Избавление пришло неожиданно: у Коротконогой что-то стряслось на родине, и она покинула любовно-раздорное гнездо так же внезапно, как и появилась в нем. Бывший муж запил еще сильнее, но уж к этому ей было не привыкать. Пришла пора идти в наступление, и она пошла: к районному психиатру, в юридическую контору, к риелторам и в банк за кредитом, который ей, несмотря на низкую зарплату, чудом выдали. Доля мужа потянула на большую комнатуху в близкой области, куда он и был отжат под мрачным обещанием лечения делирия добровольным, как и вся психиатрическая помощь, путем.
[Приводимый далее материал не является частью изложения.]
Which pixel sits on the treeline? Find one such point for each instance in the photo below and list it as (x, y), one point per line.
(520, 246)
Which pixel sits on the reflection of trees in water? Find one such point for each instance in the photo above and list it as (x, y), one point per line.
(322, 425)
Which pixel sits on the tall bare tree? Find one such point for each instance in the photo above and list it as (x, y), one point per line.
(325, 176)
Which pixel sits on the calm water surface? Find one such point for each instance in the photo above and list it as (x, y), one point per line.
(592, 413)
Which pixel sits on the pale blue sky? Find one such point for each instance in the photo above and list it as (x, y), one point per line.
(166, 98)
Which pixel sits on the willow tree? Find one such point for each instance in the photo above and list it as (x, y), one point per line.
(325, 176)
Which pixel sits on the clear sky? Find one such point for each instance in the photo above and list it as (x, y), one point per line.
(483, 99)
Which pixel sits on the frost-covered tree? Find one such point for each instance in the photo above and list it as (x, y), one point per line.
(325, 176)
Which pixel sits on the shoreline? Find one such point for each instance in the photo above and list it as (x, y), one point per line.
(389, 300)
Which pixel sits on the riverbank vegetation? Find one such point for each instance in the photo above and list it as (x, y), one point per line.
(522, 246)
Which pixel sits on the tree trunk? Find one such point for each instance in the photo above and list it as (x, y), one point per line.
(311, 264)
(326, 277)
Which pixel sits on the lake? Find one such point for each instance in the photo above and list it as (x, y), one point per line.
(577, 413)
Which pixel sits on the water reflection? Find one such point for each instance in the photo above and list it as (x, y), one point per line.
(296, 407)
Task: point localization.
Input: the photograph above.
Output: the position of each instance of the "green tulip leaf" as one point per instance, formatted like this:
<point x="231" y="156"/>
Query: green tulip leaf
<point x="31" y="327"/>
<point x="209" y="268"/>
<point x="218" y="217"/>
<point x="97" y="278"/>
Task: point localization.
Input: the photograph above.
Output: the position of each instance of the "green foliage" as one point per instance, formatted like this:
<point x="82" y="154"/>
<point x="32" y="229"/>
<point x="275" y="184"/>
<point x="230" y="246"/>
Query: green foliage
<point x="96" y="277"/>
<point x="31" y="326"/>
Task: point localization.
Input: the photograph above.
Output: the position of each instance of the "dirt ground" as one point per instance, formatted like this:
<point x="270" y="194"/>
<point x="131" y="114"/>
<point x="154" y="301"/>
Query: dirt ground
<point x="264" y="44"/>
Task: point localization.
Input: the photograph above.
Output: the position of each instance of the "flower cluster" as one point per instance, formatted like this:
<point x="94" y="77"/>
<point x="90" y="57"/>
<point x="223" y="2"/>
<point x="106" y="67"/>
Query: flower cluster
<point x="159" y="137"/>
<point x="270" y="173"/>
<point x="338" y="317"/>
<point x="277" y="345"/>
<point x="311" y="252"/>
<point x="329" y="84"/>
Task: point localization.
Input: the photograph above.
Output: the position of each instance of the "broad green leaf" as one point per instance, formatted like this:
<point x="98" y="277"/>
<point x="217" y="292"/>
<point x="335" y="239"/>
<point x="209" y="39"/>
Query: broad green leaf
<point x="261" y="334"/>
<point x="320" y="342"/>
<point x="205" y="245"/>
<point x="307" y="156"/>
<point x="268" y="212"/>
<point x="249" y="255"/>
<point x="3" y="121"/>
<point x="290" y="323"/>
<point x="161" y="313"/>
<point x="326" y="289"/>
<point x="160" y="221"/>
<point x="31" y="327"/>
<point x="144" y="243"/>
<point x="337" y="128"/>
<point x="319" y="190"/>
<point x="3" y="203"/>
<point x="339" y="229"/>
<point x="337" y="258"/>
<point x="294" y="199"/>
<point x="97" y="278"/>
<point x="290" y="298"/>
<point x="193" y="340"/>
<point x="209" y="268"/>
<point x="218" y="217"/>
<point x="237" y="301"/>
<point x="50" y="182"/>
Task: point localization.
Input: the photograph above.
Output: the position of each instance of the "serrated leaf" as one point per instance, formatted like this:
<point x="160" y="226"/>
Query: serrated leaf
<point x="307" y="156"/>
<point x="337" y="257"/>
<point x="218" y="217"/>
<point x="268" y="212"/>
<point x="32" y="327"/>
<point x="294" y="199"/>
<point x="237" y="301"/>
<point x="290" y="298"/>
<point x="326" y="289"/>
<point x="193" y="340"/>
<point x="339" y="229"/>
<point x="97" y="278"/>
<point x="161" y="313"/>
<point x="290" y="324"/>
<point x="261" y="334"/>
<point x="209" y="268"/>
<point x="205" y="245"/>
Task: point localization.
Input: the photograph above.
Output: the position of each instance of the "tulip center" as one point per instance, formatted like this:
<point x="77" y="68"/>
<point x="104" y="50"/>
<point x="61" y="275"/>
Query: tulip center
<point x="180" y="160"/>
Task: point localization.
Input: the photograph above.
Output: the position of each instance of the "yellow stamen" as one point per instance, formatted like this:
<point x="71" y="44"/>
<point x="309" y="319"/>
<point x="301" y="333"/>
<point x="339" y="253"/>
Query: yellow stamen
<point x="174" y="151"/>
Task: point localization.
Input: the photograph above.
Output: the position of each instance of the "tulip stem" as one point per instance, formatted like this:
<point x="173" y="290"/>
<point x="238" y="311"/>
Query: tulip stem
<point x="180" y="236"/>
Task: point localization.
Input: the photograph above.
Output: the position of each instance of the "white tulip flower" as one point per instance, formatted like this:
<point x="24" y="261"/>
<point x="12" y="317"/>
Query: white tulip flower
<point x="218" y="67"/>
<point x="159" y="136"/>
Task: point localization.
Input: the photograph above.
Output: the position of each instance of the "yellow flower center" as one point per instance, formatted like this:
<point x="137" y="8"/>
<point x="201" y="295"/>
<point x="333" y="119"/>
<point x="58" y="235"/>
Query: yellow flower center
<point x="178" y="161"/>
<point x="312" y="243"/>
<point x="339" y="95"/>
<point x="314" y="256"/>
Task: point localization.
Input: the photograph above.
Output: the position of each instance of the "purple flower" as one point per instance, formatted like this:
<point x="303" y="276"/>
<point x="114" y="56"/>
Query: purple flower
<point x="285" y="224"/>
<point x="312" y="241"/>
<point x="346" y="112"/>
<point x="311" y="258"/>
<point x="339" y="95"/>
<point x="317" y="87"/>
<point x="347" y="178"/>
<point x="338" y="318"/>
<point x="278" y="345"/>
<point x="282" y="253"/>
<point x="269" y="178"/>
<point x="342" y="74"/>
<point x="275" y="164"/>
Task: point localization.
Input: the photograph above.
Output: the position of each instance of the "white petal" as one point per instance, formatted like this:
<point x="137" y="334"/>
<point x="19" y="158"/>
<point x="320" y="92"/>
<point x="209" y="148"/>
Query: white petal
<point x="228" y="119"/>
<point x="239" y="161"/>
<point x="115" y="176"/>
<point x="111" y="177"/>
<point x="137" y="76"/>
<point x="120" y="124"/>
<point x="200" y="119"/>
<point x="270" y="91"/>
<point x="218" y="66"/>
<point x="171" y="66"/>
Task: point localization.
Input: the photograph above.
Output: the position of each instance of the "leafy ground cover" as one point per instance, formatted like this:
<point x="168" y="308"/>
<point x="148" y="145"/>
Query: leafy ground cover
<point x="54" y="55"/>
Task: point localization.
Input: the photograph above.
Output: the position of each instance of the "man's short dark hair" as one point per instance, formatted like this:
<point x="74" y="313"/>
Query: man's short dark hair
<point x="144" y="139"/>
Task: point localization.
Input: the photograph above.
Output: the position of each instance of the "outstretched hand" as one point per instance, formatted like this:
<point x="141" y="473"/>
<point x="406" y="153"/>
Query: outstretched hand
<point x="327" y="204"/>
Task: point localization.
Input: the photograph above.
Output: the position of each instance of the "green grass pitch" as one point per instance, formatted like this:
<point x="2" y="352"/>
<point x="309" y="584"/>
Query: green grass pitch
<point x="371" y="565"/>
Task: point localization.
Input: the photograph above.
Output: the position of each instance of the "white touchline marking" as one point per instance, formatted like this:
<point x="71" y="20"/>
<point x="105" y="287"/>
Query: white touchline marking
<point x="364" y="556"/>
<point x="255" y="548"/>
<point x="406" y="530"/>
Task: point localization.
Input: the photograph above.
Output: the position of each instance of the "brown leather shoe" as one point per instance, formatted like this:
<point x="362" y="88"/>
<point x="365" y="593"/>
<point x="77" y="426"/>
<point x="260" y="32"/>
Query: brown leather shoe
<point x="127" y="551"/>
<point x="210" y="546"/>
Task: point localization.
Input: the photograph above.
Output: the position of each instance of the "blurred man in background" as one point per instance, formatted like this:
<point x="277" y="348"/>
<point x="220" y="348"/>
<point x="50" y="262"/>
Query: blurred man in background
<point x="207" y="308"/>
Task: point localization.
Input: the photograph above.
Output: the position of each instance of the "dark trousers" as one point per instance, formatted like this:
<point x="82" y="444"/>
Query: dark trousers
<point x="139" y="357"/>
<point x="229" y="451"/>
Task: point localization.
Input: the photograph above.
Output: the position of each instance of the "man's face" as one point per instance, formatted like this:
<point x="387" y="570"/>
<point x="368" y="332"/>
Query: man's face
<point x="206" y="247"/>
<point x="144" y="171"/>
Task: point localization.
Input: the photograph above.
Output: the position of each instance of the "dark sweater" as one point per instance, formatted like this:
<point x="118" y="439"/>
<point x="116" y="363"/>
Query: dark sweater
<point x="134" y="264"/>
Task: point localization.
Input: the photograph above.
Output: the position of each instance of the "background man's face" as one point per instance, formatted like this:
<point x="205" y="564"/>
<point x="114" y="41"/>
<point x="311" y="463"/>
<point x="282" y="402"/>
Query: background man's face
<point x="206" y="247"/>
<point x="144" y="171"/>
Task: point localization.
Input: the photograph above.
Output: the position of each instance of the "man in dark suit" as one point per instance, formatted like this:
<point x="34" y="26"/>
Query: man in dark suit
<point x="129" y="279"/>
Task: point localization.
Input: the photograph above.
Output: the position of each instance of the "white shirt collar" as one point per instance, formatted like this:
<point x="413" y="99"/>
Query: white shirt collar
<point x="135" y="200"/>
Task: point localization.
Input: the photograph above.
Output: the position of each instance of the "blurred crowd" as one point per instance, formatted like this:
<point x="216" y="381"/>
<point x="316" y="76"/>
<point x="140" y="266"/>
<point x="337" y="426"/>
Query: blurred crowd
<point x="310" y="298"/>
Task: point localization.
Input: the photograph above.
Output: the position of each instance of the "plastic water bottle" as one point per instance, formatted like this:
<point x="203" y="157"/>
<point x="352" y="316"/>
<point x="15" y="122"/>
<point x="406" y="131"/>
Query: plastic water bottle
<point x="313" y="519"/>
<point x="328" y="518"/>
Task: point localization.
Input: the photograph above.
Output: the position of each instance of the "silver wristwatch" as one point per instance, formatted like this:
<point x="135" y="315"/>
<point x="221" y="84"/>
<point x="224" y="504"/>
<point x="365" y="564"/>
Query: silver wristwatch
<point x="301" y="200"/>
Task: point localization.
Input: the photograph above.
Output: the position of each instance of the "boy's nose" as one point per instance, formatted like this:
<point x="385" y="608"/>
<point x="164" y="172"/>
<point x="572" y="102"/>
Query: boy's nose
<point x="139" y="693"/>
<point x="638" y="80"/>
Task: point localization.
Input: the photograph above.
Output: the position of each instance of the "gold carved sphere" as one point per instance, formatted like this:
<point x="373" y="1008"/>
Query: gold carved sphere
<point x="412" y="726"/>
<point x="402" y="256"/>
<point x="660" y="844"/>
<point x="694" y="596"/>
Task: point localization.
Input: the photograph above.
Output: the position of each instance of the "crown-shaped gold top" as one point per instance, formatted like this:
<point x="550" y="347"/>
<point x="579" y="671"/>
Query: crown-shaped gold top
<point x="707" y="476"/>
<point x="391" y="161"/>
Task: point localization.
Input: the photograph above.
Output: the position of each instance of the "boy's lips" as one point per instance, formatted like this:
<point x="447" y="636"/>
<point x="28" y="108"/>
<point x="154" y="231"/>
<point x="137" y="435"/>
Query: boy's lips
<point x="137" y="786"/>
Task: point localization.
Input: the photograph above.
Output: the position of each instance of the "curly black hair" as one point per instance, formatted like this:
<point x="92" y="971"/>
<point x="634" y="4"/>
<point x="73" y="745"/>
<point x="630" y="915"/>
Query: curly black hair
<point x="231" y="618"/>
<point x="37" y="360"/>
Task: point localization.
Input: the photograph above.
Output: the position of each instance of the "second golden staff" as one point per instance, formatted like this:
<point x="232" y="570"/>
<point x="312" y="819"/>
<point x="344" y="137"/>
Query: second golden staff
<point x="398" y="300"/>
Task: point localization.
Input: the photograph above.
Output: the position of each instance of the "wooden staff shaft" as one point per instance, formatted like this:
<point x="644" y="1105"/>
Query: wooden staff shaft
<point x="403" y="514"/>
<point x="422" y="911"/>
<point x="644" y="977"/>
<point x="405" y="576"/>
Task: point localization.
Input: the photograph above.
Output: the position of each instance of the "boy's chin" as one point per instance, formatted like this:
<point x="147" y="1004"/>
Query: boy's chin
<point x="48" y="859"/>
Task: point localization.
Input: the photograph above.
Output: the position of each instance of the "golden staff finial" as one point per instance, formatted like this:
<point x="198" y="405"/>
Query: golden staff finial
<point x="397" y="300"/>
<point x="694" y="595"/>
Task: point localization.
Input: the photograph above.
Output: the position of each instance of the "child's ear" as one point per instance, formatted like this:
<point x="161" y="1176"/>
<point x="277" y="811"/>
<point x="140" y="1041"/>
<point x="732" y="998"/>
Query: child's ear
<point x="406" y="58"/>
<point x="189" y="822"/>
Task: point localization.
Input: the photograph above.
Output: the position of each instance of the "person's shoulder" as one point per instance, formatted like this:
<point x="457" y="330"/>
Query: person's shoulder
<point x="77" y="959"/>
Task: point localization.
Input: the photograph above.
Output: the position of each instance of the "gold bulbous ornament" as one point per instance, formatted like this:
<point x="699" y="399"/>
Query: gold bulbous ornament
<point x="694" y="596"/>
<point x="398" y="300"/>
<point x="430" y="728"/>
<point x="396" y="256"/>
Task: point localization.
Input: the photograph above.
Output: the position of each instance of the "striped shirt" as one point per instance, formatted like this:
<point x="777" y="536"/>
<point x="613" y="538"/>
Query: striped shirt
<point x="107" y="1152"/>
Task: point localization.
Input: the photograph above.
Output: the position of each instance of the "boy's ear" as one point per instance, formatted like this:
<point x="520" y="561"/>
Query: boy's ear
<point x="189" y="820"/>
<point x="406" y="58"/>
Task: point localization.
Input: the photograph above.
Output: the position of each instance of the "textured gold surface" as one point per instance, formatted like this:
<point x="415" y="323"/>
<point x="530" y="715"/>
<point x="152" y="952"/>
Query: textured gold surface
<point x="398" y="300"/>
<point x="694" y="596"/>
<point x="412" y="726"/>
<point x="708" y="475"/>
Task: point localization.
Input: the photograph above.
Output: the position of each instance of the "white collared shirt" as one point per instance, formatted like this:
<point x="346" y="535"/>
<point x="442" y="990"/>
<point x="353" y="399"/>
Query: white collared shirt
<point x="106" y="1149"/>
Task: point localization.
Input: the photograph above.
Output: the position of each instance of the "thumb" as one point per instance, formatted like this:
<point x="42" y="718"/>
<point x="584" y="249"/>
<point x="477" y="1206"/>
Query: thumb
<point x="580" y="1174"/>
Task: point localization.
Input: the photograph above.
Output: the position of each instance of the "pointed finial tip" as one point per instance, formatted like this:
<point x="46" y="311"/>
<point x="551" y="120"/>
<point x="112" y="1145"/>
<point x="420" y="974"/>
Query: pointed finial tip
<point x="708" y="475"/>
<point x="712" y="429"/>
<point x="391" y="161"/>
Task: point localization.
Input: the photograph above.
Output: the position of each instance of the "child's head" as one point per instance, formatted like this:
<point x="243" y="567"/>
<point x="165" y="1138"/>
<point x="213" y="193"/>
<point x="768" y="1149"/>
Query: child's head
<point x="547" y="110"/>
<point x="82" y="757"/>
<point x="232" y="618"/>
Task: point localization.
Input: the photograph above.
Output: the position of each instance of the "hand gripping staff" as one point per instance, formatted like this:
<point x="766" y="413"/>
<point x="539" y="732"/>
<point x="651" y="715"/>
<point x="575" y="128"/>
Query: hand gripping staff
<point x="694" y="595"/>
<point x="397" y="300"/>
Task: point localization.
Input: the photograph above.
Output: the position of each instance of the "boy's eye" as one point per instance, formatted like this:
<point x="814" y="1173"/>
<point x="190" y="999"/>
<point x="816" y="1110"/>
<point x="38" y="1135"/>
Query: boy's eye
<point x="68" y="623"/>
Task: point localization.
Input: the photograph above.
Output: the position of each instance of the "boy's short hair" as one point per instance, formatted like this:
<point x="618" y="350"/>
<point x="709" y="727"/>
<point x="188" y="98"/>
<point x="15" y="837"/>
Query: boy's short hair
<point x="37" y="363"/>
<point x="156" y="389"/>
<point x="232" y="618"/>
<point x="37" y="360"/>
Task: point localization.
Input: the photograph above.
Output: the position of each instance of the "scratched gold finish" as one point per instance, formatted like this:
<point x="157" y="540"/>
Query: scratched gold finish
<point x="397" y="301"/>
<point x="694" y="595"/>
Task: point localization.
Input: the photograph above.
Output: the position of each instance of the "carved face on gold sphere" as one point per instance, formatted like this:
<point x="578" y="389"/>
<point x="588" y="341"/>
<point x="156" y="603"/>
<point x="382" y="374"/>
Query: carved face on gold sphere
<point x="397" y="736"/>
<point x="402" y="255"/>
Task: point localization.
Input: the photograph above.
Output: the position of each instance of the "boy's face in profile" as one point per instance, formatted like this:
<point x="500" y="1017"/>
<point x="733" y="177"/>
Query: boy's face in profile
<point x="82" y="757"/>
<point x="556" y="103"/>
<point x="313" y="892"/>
Она долго мыла квартиру от нечисти, но комната так и не отмылась, оставшись годной лишь для того, чтобы складывать в ней хлам. Хотя иногда, после просмотра мистических фильмов, ей казалось, что правильнее было бы превратить ее в храм. В ней до девяти лет жил Витя, единственный их с мужем сын, которого так и не научили выходить из подъезда одного. Он сиганул под выезжавшую со двора машину, хотя диагноз сулил ему долгую и ровную в своей неизменности жизнь.

Витя плел корзины и блюда, вазы в виде уток и салфетницы в виде лягушек. Он был ничуть не хуже и не глупее тех детей, что содержались в психиатрической лечебнице. Анна Аркадьевна и пошла туда ради того, чтобы найти реинкарнацию своего Вити, быть с ним рядом, помочь, спасти.

Много лет вокруг нее крутились «те, да не те» дети. И вот, наконец, Витя пришел.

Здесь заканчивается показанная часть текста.